Family Business Magazine  dalam edisinya beberapa waktu lalu bertutur mengenai kasus Midwestern Distribution Company. Sebuah perusahaan di Amerika  Serikat yang telah berumur 90 tahun dan sejak delapan tahun lalu  dikelola oleh generasi ketiga. Saat ini ada 122 orang anggota kelaurga yang terkoneksi dengan perusahaan ini. Diceritakan bahwa pada tahun 1992 perusahaan pertama kali mengalami masalah kewenangan (authority problems) seiring dengan pesatnya perkembangan perusahaan, masalah utama yang timbul saat itu adalah bagaimana pembagian kekayaan (estate planning) bagi setiap anggota keluarga baik bagi generasi ke dua maupun kepada generasi ketiga. Puncaknya pada tahun 1999 pada saat pimpinan perusahaan dari generasi ke dua mengalami sakit keras dan pada masa yang bersamaan terjadi kelahiran beberapa anggota keluarga generasi ke empat. Dalam kondisi tersebut semua pemegang saham berusaha menyelamatkan kekayaannya masing-masing. Perseteruan terjadi antar anggota keluarga sesama pemegang saham generasi ke dua. Semantara anggota keluarga generasi ke tiga tidak mendapat perhatian. Komunikasi antar anggota keluarga pada saat itu sangatlah buruk dan telah membawa perusahaan ke jurang perpecahan. Inisiatif brillian muncul dari beberapa anggota keluarga generasi ke tiga untuk melakukan pertemuan membahas bagaimana nasib dan masa depan perusahaan. Pertemuan keluarga pertama dilakukan oleh generasi ketiga ditengah compang-campingnya komunikasi antar anggota keluarga. Dalam pertemuan tersebut tercetuslah keinginan bulat dari seluruh anggota keluarga di generasi ketiga untuk memajukan perusahaan dan menbina hubungan keluarga dan perusahaan melalui rapat-rapat rutin anggota keluarga.
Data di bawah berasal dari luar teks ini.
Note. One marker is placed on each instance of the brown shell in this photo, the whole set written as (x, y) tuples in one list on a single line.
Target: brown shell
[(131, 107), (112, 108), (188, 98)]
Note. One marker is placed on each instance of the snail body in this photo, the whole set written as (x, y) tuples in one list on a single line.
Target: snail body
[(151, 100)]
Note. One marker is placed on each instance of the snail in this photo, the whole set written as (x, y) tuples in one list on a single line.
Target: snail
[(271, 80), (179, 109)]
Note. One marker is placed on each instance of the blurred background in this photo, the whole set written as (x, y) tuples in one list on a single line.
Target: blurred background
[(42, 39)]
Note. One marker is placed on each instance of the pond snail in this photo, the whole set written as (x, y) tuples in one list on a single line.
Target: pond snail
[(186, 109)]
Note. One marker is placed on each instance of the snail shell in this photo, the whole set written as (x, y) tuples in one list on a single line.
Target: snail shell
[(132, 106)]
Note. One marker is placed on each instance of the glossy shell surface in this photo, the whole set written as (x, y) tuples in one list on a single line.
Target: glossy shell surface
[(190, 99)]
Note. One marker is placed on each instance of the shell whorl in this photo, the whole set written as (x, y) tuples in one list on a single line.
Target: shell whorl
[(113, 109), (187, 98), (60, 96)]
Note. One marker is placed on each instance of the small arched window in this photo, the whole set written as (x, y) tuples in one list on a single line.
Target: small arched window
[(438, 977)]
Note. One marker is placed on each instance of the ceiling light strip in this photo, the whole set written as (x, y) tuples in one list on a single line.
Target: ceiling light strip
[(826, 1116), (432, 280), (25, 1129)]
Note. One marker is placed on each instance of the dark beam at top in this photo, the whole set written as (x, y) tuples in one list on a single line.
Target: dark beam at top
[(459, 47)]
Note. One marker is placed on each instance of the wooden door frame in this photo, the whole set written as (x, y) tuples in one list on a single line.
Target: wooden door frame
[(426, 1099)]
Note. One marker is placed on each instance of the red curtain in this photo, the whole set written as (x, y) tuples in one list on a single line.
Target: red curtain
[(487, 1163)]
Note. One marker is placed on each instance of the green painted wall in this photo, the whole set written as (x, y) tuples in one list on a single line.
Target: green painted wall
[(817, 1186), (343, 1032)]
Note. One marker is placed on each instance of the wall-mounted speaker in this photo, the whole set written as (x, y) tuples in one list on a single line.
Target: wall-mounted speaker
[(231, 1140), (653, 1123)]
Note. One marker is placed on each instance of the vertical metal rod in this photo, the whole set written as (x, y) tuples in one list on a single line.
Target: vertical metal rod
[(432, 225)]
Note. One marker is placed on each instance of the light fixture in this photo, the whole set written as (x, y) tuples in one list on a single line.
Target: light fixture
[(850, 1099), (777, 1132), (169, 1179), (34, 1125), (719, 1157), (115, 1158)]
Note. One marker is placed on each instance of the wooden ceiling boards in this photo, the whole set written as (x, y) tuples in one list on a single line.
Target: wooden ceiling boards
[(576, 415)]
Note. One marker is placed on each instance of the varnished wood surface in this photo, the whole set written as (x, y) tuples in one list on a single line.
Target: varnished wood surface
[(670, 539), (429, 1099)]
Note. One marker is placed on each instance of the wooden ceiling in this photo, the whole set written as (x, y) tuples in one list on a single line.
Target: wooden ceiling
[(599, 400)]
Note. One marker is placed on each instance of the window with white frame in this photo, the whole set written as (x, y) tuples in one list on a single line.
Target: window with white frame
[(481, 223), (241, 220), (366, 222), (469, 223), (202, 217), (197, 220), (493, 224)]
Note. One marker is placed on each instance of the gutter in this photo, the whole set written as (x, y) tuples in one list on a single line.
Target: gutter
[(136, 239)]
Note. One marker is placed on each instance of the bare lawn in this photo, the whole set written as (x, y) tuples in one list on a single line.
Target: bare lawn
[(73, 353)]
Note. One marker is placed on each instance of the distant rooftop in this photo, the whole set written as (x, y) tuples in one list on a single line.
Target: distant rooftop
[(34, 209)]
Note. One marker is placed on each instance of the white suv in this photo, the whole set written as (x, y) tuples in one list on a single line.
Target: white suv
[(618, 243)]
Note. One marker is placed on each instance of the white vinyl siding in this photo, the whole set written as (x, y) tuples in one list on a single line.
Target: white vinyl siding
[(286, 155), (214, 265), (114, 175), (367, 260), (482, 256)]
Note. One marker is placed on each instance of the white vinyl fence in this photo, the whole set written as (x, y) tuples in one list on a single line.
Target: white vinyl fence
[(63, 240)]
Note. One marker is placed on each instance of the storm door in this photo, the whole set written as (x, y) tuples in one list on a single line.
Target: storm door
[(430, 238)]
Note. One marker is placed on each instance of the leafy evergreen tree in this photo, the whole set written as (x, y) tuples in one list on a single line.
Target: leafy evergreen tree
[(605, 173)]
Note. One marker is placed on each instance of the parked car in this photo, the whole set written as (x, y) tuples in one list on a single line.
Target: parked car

Cerita di atas merupakan satu contoh awal terbentuknya satu wadah yang secara informal namun sistematis membahas persoalan-persoalan keluarga dan perusahaan yang dilakukan oleh dewan keluarga atau yang dikenal dengan family council. Para pengusaha sukses biasanya berhasil merintis dan membesarkan usahanya melebihi apa yang pernah diimpikan. Namun kualitas hidup keluarga seringkali tidak berbanding lurus dengan dengan keberhasilannya dalam membesarkan perusahaan, sering kali keberhasilan perusahaan menghancurkan kualitas hidup keluarga. Dalam situasi seperti ini family council sering menjadi penyelamat baik perusahaan maupun keluarga.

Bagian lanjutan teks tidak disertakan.